River al Mundo

Desafío 2025

Dice Santiago Sosa que se moría por volver a River y que le dolió que ni siquiera le atendieran el teléfono desde el club. Dice Juanfer Quintero que todos saben lo que le pasó con el CARP y subraya, en contraste, que Racing sí confió en él. Dice Nicolás de la Cruz que después de la eliminación con Inter pasaron cosas “de público conocimiento” que no le gustaron y que hicieron que ya no se sintiera cómoco en Núñez.

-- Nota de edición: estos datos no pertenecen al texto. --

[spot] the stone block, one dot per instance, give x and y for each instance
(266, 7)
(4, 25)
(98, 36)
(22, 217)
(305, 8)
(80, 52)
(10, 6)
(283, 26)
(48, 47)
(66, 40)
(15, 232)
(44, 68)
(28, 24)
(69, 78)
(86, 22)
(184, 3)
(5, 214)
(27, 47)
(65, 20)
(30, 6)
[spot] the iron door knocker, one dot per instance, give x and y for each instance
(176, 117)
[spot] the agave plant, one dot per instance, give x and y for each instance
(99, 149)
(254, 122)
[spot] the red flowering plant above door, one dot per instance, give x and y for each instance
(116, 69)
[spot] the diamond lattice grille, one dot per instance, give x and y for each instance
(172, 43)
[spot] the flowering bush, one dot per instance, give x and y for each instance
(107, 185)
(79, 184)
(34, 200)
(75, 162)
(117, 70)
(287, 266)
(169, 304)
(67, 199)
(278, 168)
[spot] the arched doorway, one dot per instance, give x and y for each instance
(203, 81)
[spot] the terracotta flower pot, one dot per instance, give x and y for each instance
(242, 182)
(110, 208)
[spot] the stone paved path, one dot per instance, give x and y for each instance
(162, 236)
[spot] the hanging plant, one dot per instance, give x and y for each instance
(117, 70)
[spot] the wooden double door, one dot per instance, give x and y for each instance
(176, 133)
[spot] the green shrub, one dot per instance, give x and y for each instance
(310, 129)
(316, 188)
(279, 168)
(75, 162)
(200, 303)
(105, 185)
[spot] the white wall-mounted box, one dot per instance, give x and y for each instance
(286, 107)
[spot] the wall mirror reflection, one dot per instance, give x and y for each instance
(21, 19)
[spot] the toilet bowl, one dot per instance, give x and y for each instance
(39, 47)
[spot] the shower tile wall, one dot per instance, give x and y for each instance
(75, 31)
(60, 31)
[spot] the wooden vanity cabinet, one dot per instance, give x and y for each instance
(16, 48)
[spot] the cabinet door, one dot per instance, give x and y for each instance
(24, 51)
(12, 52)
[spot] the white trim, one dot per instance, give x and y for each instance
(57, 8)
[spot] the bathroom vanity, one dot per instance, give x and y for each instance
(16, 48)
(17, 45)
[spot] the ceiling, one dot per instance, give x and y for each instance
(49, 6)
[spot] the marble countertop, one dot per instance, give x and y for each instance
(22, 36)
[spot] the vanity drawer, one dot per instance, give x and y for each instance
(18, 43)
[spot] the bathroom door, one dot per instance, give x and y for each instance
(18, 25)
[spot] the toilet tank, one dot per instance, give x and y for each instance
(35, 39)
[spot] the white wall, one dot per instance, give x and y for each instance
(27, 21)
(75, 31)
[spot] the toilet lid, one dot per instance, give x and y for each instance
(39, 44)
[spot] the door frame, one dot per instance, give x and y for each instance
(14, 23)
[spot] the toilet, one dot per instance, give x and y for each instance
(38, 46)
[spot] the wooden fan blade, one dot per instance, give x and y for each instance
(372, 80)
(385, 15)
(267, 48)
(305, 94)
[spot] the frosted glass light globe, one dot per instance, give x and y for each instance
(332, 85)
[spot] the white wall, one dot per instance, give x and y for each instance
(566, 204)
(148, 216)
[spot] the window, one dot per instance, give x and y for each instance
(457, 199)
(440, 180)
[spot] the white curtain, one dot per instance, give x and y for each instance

Agradece Mammana en su despedida del club a Gallardo, a sus compañeros, al cuerpo médico, a los utileros y a los cocineros, pero omite mencionar a Martín Demichelis y a la CD, antes de declarar que “me dolió irme así” y de dar a entender que desde adentro se informaba acerca de “lesiones que no eran verdad”. Matías Suárez, en esa misma línea, asegura que “era mentira que estaba para 30 minutos” y que MD “no me ayudó”. Bruno Zuculini acepta que “hubo muchas cuestiones que no vienen al caso” cuando le preguntan, ya en Racing, por la interna del grupo con el CT del actual entrenador de Rayados. Enzo Pérez prefiere no decir nada, pero ya nadie desconoce que se fue de River por un deté que considera que lo traicionó, a él y al grupo del que era capitán, y con el que no se dirigió la palabra durante los últimos meses de 2023, utilizando a Javier Pinola como interlocutor.
“Cuando termine este año, recién a partir del año el año que viene me voy a sentir pleno. Porque vamos a tener la posibilidad de trabajar como a mí me gusta, con la mentalidad que yo quiero, que imponen siempre mis equipos y mayor caudal futbolístico”, sentenció Gallardo en la conferencia de prensa post triunfo ante Estudiantes.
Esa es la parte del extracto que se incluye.